Wednesday, October 6, 2010
In the absence of information, I fill in the blanks, usually without much awareness that I've woven a reality out of nothing more than some impulses in my brain. Because of that, I often reach conclusions about people and situations that are wrong, and I never fail to be surprised at how one small brushstroke can change an entire picture. As is often the case, something will trigger a wondering for me, then life provides an abundance of answering.
The webbing was strung from one bush to another across at least twelve feet of open space. Its weaver hung at eye level, the sun illuminating the silk and her body so I saw in time to avoid destroying her work. At first she was alone, but after fussing with my camera, determined to get a shot of this arachnid in the air, I looked up to discover two spiders, face to face with each other.
I stood watching them for the longest time, expecting the smaller to end up in a tightly cocooned bundle to be hauled away for the larger spider's dinner. I assumed the web was the work of the larger because I'd seen her there first. I assumed the smaller was at a disadvantage and could not figure out why she stayed, or why she wasn't consumed. I assumed they had to be enemies.
But aside from some leg waving, the two spiders did nothing to confirm my assumptions. Neither gave ground or seemed to try to push the other into retreat. I finally moved on, finished my usual circuit with Toby, and when we came back, the web was empty. I was left to write my own ending. Which I did, trying out multiple scenarios, but the not really knowing still haunts, just a little.
The spider encounter still fresh in my mind, I was at Costco checking out a few days later. The young man at the register was not one I'd seen before and he seemed much more interested in talking to the guy who was doing the boxing than he was in customer relations.

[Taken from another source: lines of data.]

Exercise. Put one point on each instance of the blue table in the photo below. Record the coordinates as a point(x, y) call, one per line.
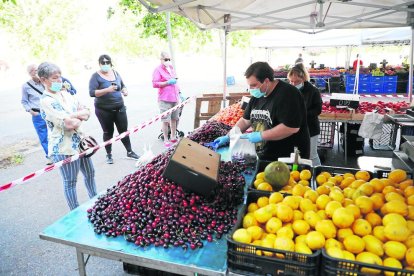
point(75, 230)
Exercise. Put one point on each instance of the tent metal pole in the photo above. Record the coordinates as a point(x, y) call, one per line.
point(410, 74)
point(170, 42)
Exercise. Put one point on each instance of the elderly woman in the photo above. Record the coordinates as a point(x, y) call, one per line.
point(165, 79)
point(299, 77)
point(64, 116)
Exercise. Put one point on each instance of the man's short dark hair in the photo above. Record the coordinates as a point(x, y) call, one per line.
point(261, 70)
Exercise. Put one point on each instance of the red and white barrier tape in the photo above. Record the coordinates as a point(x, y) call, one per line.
point(49, 168)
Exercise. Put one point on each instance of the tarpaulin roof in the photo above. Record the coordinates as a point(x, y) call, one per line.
point(345, 37)
point(292, 14)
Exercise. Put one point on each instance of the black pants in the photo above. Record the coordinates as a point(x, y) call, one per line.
point(107, 118)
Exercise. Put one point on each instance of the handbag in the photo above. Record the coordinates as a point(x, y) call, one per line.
point(86, 143)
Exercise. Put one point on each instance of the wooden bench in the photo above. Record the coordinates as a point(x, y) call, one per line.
point(214, 103)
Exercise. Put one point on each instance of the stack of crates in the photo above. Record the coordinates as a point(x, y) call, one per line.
point(364, 85)
point(390, 84)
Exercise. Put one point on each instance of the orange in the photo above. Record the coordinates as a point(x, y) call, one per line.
point(365, 204)
point(361, 227)
point(306, 205)
point(378, 200)
point(374, 219)
point(346, 182)
point(354, 244)
point(355, 210)
point(323, 190)
point(312, 195)
point(331, 207)
point(300, 227)
point(396, 232)
point(379, 233)
point(395, 249)
point(291, 202)
point(255, 232)
point(320, 179)
point(409, 191)
point(406, 183)
point(315, 240)
point(367, 189)
point(284, 212)
point(311, 217)
point(322, 201)
point(342, 217)
point(249, 220)
point(369, 258)
point(364, 175)
point(341, 234)
point(298, 190)
point(252, 207)
point(327, 228)
point(393, 196)
point(397, 175)
point(395, 206)
point(275, 197)
point(264, 186)
point(409, 256)
point(262, 201)
point(378, 185)
point(295, 175)
point(305, 175)
point(273, 225)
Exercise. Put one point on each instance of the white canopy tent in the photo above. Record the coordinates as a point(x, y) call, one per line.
point(300, 15)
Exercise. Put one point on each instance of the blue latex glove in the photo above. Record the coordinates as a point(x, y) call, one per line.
point(254, 137)
point(171, 81)
point(222, 140)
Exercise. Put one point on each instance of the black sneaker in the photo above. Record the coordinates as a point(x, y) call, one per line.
point(132, 155)
point(109, 159)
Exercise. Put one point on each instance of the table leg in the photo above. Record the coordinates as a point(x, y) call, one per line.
point(81, 263)
point(345, 146)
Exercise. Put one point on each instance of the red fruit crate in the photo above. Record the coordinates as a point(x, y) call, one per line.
point(244, 259)
point(342, 267)
point(261, 165)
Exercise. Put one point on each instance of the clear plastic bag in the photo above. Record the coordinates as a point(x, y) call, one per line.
point(146, 157)
point(241, 150)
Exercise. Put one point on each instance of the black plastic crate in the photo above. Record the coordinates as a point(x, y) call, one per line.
point(342, 267)
point(327, 135)
point(261, 165)
point(385, 173)
point(242, 258)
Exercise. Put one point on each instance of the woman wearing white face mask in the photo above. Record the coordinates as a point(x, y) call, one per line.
point(299, 77)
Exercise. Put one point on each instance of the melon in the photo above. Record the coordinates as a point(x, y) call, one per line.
point(277, 174)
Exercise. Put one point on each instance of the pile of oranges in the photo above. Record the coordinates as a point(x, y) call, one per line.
point(302, 177)
point(351, 216)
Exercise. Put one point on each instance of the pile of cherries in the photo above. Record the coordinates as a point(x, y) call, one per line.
point(148, 209)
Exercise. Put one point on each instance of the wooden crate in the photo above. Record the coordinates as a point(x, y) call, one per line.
point(214, 103)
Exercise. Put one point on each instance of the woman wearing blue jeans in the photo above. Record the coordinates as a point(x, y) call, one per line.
point(64, 116)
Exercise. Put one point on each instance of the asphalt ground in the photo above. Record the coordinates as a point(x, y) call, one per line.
point(29, 208)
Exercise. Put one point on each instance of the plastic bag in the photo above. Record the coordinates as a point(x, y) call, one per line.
point(146, 157)
point(241, 149)
point(371, 126)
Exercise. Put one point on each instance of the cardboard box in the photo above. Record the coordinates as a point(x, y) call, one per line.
point(194, 167)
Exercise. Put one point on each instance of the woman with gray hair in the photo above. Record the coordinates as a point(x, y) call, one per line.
point(165, 79)
point(64, 116)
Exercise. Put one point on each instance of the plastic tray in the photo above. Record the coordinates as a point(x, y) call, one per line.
point(261, 165)
point(334, 266)
point(242, 258)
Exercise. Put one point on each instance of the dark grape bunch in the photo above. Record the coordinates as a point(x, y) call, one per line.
point(208, 132)
point(149, 210)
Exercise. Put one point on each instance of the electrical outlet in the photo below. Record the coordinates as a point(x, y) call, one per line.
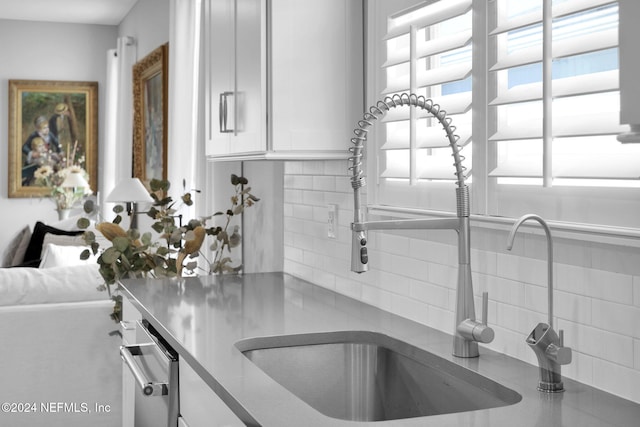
point(332, 221)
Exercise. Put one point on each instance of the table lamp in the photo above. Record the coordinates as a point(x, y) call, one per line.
point(132, 192)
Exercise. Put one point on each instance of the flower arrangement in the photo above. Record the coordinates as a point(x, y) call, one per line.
point(64, 197)
point(52, 173)
point(175, 248)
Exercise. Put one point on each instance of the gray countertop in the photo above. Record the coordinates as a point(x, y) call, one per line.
point(204, 317)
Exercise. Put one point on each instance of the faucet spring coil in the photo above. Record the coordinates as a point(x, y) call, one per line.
point(379, 110)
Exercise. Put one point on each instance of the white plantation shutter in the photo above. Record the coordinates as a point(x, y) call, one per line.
point(428, 52)
point(582, 101)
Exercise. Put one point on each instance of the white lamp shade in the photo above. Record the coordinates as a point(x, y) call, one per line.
point(75, 180)
point(129, 190)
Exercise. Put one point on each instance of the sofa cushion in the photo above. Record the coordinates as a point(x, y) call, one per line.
point(34, 250)
point(20, 286)
point(64, 255)
point(14, 252)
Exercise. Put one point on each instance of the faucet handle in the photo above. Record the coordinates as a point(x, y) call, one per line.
point(559, 353)
point(485, 307)
point(478, 331)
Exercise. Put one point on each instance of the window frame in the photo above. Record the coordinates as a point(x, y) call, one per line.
point(608, 210)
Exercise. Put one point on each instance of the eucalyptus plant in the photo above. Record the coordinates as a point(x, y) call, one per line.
point(134, 254)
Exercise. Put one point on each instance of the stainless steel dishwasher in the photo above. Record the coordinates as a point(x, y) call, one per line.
point(154, 366)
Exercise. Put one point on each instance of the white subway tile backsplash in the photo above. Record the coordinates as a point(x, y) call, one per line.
point(414, 274)
point(393, 244)
point(610, 286)
point(324, 183)
point(618, 318)
point(616, 379)
point(526, 270)
point(433, 251)
point(429, 293)
point(572, 307)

He didn't look up once, or greet me in any way. I studied him, deciding he was probably a snotty narcissistic hotshot who was mean to his mother, and thinking Costco made a huge mistake allowing him on a register.

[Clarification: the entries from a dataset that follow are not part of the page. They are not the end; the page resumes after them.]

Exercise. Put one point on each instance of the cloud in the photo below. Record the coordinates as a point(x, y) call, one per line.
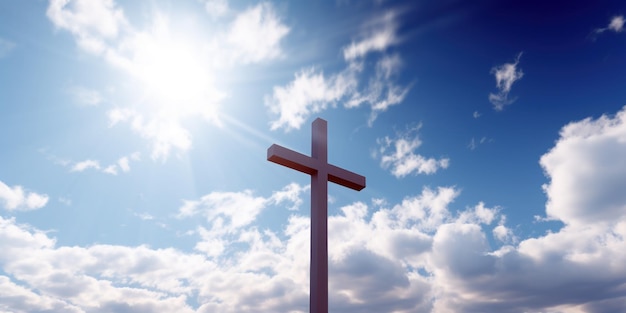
point(83, 165)
point(505, 75)
point(398, 155)
point(312, 91)
point(175, 73)
point(256, 34)
point(93, 23)
point(418, 255)
point(216, 8)
point(382, 36)
point(5, 47)
point(474, 143)
point(85, 96)
point(17, 199)
point(123, 164)
point(616, 25)
point(586, 171)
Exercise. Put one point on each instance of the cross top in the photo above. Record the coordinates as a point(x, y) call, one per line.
point(321, 172)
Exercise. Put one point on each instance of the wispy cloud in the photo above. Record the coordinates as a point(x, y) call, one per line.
point(85, 96)
point(84, 165)
point(17, 199)
point(6, 47)
point(505, 75)
point(616, 24)
point(176, 72)
point(312, 91)
point(122, 164)
point(216, 8)
point(398, 155)
point(474, 143)
point(381, 35)
point(420, 254)
point(256, 34)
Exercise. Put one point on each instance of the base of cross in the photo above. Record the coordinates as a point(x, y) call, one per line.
point(321, 173)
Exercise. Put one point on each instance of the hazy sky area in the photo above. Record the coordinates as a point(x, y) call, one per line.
point(133, 171)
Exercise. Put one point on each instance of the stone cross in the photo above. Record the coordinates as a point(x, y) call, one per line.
point(321, 172)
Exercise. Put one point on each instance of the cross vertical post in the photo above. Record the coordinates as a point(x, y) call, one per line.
point(321, 172)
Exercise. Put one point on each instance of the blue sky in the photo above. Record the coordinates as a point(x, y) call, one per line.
point(134, 175)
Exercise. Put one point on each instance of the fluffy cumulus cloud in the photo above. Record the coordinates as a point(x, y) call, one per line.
point(398, 155)
point(425, 253)
point(17, 199)
point(175, 73)
point(313, 91)
point(586, 170)
point(505, 75)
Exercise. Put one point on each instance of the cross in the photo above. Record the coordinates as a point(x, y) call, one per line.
point(321, 172)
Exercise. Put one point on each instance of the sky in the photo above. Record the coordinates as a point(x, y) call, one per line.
point(134, 173)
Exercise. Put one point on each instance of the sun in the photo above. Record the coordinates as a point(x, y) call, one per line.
point(174, 73)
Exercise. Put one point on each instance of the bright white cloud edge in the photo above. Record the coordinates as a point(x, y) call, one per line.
point(379, 253)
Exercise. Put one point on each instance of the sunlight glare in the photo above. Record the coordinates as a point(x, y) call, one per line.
point(175, 76)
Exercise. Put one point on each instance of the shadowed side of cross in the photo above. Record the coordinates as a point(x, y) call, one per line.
point(321, 172)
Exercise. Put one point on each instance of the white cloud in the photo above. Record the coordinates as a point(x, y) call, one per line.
point(216, 8)
point(398, 155)
point(85, 96)
point(123, 164)
point(83, 165)
point(5, 47)
point(256, 34)
point(382, 36)
point(381, 92)
point(587, 170)
point(17, 199)
point(93, 23)
point(174, 72)
point(311, 91)
point(414, 256)
point(616, 25)
point(505, 75)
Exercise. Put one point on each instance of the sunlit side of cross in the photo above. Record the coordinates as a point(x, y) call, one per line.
point(321, 172)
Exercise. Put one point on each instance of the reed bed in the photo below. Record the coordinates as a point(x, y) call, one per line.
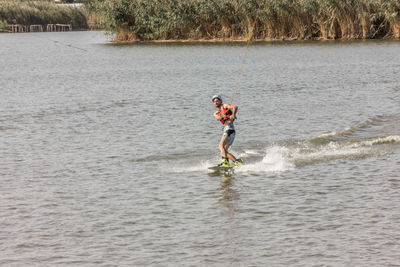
point(134, 20)
point(41, 13)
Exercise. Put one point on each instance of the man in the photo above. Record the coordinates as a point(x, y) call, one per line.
point(226, 114)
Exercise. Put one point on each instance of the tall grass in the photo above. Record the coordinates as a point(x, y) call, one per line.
point(40, 12)
point(242, 19)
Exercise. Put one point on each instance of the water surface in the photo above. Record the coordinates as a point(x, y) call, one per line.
point(105, 148)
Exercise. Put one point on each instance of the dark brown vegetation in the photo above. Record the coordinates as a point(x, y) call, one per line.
point(134, 20)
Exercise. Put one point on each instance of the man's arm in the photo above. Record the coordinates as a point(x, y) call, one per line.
point(218, 115)
point(233, 109)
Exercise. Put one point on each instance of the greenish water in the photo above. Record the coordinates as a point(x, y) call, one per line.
point(105, 150)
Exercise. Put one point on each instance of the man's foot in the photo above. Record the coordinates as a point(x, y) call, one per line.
point(225, 163)
point(238, 163)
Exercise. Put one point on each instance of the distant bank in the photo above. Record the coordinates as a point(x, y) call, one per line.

He scanned my items with skilled efficiency, all the while keeping up a running banter with his friend. He stopped with the latest issue of People Magazine in his hands, and inspected the cover as though it held the secrets of the universe. I amped up my stare, willing him to notice. He finally looked up, made eye contact for the first time, and said, "That obvious, huh?" The grin on his face made me laugh out loud.
We ended up talking about fame, laughing over a headline that declared an actress's big comeback as an appearance on Dancing With the Stars. From there he said something about how today's movies just didn't tell stories in the same way they used to. How nothing is like the old black and white films, like his favorite, Of Mice and Men. As I agreed that it was one of the greatest, he went on to say he not only watched it a couple of times a year, he also reread the book every year.
A Steinbeck fan. A literary man. With a wicked sense of humor. Maybe the other things I decided he was earlier weren't wrong - those could still be true. They just weren't all of him. And the new information turned him from potential enemy into a connection that has the power to make me smile even now.
I don't get to know the ending to the Costco guy's story any more than I'll ever know what really happened with the spiders. What I do know, if I can remember to remember, is that people, situations, and stories are always more complex and more interesting than anything the threads of my imagination can possibly weave.